The problem I wanted to solve
A customer reached me out to help him building a profitable machine learning model to predict tennis table matches results based on the historical data. After starting the project I have noticed that the challenge was bigger than expected because the data provided, which was collected before using web scraping, was not reliable enough to train a good model.
What is Machine Learning model to predict sports results?
Given that I suggested to split the project into 3 main sprints:
- Collect the data again, but this time using a reliable API.
- Do again all the data transformation and cleaning.
- Deploy a reliable prescriptive model and automize it.
Tech stack
First of all I have chosen Python as the language for the project since python provides many libraries and documentations to support with any challengs during this milestone.
I have developed the project using Google Colab due the facility to share and explain each step to my customers given transparency for him.
The main libraries used were:
- requests
- pandas
- numpy
- sklearn
For data visualization:
- Tableau
The process of building Machine Learning model to predict sports results
For the data collection process I have used the requests library, called the data needed based on the Id of the leagues that my customer wanted to work with. These API calls returned, as expected, json format data that I easily converted to a tabular format using Pandas.
In the end of the data collection I guarantee over 200 thousand of good quality data to develop our predictive model for tennis table matches results.
The problem was solved based on a binary classification machine learning model since each game should has only two possibilities for each player: Win ou Loss.
Challenges I faced
The main challenges faced in this problem was the fact of not have a good quality data in the begining and it taken some days from me before realize that. Another good challenge that I have faced was that I could not evaluate the model normally as a classification problem using main metrics such as accuraccy, ROI curve, precision and recall.
The main metric which indicated the success of the model was RoI (Return of Investiment) in a long term based.
Key learnings
However it helped me to understand some project can not be solved using known and most used metrics in many machine learning problems.
Tips and advice
This project also helped me to know all the steps of a data science project since data collection to model deployment and assistance to our customers. This is so important for any data professional who wants to have a good perspective about a data science project.
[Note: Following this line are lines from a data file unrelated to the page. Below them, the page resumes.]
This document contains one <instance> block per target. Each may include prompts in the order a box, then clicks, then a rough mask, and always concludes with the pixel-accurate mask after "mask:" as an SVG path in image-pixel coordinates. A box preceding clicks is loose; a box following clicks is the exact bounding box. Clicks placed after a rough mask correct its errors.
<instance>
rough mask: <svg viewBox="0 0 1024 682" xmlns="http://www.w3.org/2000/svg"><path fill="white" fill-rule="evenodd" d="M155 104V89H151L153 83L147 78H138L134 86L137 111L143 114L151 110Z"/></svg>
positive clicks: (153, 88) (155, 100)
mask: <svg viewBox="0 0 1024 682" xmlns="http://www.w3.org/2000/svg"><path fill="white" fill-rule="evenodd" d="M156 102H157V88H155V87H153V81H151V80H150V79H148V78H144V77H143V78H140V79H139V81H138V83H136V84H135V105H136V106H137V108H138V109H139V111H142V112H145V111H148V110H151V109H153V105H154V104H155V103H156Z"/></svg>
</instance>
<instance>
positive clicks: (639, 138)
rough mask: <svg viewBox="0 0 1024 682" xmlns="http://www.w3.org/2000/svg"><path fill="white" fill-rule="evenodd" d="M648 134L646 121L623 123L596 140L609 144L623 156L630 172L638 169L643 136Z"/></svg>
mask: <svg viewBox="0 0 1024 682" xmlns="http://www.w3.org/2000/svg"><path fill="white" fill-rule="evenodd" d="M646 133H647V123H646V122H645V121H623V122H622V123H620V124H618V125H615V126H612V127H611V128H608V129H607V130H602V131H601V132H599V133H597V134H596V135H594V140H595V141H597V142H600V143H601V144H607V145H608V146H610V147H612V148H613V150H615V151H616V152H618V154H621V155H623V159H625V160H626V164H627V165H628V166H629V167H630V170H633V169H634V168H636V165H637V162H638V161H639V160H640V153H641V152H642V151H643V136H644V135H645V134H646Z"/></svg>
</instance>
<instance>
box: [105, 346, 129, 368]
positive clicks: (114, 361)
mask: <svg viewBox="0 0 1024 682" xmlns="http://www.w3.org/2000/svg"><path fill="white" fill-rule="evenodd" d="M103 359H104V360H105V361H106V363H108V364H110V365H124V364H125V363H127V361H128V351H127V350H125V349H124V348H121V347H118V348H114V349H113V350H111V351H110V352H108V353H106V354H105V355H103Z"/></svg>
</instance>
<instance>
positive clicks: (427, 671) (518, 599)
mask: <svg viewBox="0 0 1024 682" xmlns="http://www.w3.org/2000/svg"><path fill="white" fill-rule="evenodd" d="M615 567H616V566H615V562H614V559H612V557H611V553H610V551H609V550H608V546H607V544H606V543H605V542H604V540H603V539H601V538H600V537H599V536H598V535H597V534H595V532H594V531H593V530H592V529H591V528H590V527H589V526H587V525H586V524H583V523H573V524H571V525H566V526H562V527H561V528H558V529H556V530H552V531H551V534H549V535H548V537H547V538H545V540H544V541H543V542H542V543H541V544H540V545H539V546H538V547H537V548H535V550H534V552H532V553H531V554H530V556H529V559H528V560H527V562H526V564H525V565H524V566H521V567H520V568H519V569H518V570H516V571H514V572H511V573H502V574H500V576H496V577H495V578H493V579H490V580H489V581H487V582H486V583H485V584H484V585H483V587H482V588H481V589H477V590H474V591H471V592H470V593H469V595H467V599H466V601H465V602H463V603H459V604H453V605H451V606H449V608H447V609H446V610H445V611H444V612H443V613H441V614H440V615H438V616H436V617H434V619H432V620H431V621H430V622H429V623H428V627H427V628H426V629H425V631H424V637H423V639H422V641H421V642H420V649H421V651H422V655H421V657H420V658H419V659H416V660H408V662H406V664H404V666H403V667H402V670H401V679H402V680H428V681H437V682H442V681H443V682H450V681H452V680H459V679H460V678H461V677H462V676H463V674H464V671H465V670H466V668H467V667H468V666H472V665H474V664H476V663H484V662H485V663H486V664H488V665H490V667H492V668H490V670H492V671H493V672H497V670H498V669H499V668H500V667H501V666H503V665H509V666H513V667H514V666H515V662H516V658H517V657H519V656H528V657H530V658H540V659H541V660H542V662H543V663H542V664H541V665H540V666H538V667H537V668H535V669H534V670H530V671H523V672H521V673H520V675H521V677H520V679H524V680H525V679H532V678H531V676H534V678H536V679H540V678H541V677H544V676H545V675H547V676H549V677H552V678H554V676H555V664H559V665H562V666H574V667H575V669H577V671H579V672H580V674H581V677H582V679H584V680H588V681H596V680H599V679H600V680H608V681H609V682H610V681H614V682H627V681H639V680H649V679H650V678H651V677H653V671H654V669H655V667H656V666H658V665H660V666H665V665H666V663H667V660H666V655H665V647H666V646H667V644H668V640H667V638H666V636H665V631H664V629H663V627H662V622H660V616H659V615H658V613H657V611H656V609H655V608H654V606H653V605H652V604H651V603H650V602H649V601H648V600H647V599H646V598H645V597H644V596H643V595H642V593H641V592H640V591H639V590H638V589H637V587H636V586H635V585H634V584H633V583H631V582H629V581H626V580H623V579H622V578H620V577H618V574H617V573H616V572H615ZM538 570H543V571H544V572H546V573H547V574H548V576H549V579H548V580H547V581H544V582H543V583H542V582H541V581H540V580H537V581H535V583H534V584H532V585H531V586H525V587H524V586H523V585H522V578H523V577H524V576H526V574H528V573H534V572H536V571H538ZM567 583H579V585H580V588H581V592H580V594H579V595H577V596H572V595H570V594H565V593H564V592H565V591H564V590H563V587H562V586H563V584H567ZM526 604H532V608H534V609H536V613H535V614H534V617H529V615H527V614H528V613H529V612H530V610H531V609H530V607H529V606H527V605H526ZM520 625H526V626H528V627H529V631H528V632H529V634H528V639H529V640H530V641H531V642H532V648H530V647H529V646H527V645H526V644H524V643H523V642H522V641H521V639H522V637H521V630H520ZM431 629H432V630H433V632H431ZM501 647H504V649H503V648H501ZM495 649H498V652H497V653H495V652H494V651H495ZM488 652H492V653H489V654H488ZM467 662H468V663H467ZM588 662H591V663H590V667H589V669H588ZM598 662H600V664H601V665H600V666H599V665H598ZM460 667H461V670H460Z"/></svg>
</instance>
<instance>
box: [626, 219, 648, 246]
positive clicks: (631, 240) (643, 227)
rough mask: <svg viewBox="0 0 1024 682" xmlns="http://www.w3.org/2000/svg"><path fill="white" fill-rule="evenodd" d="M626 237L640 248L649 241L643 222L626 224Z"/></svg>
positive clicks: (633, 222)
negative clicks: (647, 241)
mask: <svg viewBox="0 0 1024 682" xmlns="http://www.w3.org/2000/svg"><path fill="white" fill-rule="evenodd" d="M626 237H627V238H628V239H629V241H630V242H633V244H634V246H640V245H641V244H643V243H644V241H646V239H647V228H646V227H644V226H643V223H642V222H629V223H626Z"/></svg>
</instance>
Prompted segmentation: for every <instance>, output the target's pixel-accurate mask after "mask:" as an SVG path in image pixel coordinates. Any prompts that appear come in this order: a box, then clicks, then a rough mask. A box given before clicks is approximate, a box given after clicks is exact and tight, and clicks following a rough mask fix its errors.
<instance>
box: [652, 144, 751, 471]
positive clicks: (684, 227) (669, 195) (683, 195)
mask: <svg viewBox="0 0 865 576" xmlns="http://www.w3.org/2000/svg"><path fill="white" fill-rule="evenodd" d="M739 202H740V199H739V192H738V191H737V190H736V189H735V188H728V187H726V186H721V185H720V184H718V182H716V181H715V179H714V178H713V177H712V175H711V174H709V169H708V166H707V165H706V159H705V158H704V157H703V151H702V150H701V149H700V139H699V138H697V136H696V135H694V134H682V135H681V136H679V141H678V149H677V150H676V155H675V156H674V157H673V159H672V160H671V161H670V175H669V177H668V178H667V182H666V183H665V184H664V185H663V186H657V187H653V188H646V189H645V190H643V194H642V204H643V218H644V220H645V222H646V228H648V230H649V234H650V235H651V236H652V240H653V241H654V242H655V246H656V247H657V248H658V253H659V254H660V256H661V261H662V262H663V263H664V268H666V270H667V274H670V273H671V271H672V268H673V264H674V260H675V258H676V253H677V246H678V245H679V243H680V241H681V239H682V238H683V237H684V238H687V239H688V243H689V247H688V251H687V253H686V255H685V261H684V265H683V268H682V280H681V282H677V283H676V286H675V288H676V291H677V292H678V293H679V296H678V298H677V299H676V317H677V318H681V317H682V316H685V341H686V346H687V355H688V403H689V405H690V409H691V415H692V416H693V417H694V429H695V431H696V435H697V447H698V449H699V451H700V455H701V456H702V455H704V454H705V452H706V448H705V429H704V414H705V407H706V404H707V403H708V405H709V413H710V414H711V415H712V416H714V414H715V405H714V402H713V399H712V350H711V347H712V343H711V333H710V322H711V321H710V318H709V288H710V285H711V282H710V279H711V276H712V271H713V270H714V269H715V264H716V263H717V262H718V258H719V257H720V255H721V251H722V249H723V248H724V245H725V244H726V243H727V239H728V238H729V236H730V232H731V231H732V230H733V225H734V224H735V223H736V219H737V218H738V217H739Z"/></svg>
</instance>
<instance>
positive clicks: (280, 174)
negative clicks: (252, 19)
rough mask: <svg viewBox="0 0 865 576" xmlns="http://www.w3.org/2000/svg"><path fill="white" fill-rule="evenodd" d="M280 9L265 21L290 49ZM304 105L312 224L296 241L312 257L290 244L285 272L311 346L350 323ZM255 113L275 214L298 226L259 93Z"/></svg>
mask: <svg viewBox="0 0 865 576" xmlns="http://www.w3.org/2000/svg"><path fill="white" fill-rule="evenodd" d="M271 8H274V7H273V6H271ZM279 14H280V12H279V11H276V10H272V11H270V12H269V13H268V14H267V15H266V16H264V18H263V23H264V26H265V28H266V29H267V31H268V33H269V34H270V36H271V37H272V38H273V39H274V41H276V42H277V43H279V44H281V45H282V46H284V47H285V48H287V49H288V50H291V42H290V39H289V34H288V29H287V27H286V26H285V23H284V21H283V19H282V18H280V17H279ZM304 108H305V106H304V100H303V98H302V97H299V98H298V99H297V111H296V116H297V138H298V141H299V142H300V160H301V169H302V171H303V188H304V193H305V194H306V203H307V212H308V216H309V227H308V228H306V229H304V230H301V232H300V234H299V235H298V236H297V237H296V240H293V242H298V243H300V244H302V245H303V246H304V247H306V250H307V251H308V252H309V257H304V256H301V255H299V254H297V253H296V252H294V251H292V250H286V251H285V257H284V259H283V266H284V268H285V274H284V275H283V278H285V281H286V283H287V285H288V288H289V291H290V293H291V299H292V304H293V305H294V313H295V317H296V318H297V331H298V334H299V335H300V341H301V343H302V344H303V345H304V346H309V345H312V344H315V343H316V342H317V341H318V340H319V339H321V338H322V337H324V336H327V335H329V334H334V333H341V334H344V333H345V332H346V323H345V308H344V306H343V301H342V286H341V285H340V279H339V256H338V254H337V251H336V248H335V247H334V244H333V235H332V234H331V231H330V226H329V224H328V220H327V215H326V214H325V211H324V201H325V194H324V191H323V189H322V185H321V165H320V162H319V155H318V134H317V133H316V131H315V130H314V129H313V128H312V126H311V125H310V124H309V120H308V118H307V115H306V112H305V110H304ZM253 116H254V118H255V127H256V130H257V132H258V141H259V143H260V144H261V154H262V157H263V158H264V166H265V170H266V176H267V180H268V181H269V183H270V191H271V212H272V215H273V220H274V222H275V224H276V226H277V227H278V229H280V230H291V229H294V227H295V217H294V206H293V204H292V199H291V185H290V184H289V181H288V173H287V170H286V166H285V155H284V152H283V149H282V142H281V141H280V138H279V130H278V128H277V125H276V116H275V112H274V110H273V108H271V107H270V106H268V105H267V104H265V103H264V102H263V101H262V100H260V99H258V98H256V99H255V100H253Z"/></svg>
You should consider solving a relevant problem just not taking care about building model, but also working on the data collection, fully imersion into the problem and customer needs to treat and transform the data in order to have good results to present.
Final thoughts and next steps
Now I am exploring the Image Classification world coursing the Deep Learning Specialization by Andrew Ng from Coursera which a highly recommend it and expect to use these new skills to provide solutions in deep learning problems to my customers.